Dear Prudence,
A few years ago, I met a man on a dating app. We hit it off immediately, but he was honest from the beginning that he wasn’t looking for anything serious and wanted to keep seeing and sleeping with other women. I had spent most of my adult life in back-to-back serious, long-term relationships and thought something casual could be nice, so I agreed.
We spent the next few years texting daily and meeting a few times per month for events, fancy meals, and amazing sex. We would check in every now and then about our arrangement, and he’d reiterate that he cared about me and enjoyed my company a lot, but that he still wanted to be free to sow his wild oats and that I shouldn’t think of myself as his girlfriend, or expect things to ever get more serious. Again, this was fine with me, I never expected any different, and I enjoyed how easy, fun, and stress-free our “relationship” was.

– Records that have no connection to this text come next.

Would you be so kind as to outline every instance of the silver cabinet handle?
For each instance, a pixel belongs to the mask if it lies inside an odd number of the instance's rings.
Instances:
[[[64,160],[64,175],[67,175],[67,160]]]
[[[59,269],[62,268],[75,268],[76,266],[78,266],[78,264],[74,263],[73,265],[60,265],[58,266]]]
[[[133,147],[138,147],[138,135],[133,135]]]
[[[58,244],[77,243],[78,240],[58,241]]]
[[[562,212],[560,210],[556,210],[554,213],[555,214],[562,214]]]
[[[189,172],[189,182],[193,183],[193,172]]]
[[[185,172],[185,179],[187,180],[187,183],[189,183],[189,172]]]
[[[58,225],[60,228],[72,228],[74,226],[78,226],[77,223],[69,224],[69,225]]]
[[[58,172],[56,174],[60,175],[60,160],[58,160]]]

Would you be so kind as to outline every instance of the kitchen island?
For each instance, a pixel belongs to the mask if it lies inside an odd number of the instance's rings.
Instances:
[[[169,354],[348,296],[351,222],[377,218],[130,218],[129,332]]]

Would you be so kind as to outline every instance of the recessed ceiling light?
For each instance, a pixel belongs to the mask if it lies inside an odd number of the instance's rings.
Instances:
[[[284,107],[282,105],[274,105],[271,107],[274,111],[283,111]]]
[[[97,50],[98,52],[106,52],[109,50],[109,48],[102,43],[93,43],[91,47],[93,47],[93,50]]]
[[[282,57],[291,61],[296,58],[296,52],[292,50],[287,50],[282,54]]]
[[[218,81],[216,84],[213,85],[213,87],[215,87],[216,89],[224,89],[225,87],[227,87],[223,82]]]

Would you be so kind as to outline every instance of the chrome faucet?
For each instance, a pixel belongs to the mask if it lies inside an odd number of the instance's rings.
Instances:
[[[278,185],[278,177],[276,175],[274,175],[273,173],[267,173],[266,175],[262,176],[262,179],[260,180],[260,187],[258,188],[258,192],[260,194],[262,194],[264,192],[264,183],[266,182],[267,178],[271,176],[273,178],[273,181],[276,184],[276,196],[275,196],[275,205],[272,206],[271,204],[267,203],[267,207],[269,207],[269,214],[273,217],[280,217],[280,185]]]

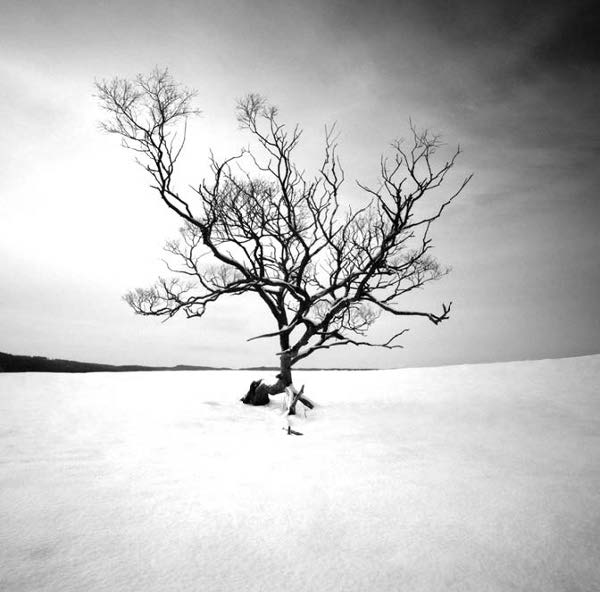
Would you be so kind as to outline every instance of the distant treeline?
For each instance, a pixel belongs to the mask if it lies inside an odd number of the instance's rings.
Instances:
[[[14,356],[0,352],[0,372],[150,372],[161,370],[229,370],[211,366],[113,366],[73,362],[41,356]]]
[[[15,356],[0,352],[0,372],[159,372],[165,370],[233,370],[215,366],[114,366],[112,364],[95,364],[93,362],[74,362],[44,358],[42,356]],[[253,366],[239,370],[256,370],[260,372],[279,372],[277,366]],[[303,371],[318,370],[376,370],[376,368],[297,368]]]

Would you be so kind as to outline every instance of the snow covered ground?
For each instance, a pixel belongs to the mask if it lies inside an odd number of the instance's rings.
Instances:
[[[600,356],[0,374],[4,592],[600,590]]]

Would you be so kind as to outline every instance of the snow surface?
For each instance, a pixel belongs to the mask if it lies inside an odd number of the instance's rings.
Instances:
[[[600,356],[0,375],[0,589],[600,590]]]

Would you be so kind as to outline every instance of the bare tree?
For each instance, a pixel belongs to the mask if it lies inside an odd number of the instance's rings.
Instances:
[[[358,183],[368,200],[353,210],[339,201],[344,172],[334,128],[326,129],[319,171],[308,177],[294,160],[302,130],[288,128],[275,107],[249,94],[237,104],[237,119],[255,147],[224,160],[211,155],[210,178],[184,197],[173,174],[188,119],[198,113],[195,93],[166,70],[96,87],[107,111],[103,129],[137,153],[152,187],[184,221],[179,239],[166,245],[173,277],[126,295],[136,313],[201,317],[224,296],[256,294],[275,327],[251,339],[279,341],[281,373],[271,394],[291,385],[292,367],[315,352],[349,344],[401,347],[406,329],[380,343],[368,338],[381,313],[436,325],[449,317],[451,303],[434,313],[407,310],[399,300],[448,272],[430,253],[429,233],[471,177],[428,213],[420,206],[460,149],[437,163],[439,136],[411,124],[410,141],[394,142],[391,156],[381,158],[378,185]],[[295,400],[291,413],[294,407]]]

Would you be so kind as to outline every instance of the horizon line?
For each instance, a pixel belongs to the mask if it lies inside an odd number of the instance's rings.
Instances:
[[[542,362],[545,360],[561,360],[561,359],[571,359],[571,358],[583,358],[590,356],[600,355],[600,352],[586,353],[586,354],[573,354],[568,356],[546,356],[542,358],[520,358],[520,359],[511,359],[511,360],[491,360],[491,361],[475,361],[475,362],[454,362],[454,363],[441,363],[441,364],[423,364],[423,365],[411,365],[411,366],[396,366],[392,368],[382,368],[382,367],[341,367],[341,366],[333,366],[333,367],[324,367],[324,366],[309,366],[309,367],[297,367],[293,368],[296,372],[324,372],[324,371],[344,371],[344,372],[374,372],[374,371],[389,371],[389,370],[410,370],[410,369],[418,369],[418,368],[443,368],[447,366],[474,366],[474,365],[484,365],[484,364],[510,364],[516,362]],[[231,366],[212,366],[212,365],[203,365],[203,364],[175,364],[170,366],[162,366],[162,365],[147,365],[147,364],[109,364],[104,362],[82,362],[79,360],[68,360],[65,358],[50,358],[47,356],[41,355],[31,355],[31,354],[11,354],[8,352],[1,352],[0,356],[7,356],[9,358],[25,358],[25,360],[34,361],[48,361],[55,363],[65,363],[65,364],[76,364],[78,366],[98,366],[99,368],[88,368],[88,369],[80,369],[79,373],[89,373],[89,372],[168,372],[168,371],[188,371],[188,372],[222,372],[222,371],[233,371],[233,372],[251,372],[251,371],[263,371],[263,372],[278,372],[278,366],[272,365],[254,365],[254,366],[242,366],[242,367],[231,367]],[[52,370],[2,370],[0,366],[0,374],[9,374],[16,372],[52,372]],[[54,372],[60,372],[54,371]],[[77,370],[65,370],[64,373],[77,373]]]

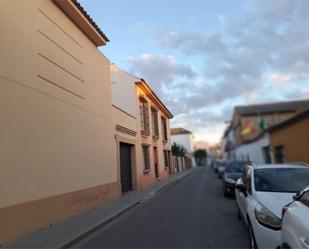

Things changed earlier this year when he was diagnosed with a serious illness. He took unpaid leave from his job to pursue treatment. We have continued to see each other regularly and I help out here and there with housework, meal prepping and rides to appointments when he’s feeling really sick and exhausted from treatment.
Recently, he told me that his savings are depleted. He asked if I would consider letting him move in with me rent-free and if I’d take on a larger role in caring for him while he recovers. I declined without much consideration, but told him I’d help him find some other resources. To me, that is the role of a serious partner or wife, not a casual friend with benefits. He told me that he would stop seeing other people and that I could be his girlfriend if I agreed to let him move in (I get the impression that his other lovers have already abandoned him anyway), but I still declined.
While I care about him, he has spent the last few years telling me on a regular basis that I’m not his girlfriend and that he will never want anything serious with me, so I think it’s unreasonable for him to expect something as serious as cohabitation and full-time care. I enjoyed our arrangement until now because it was fun and stress-free. I have no desire to spend the next several months or years of my life caring for him. He was the one who set the limited parameters of our relationship in the first place, so I feel like he gave away the possibility of any “wife privileges” long ago. He says I’m being cruel and callous by abandoning him in his time of need, and my friends agree. But there is no “in sickness and in health” with a casual lover. I feel no bitterness towards him for keeping me at arm’s length all these years, but I also feel no obligation to let him move in and to nurse him back to health. I’d be willing to help out a bit more at his place, but that’s all. I think I’m sticking to my boundaries but my friends think I’m a monster. Who is right?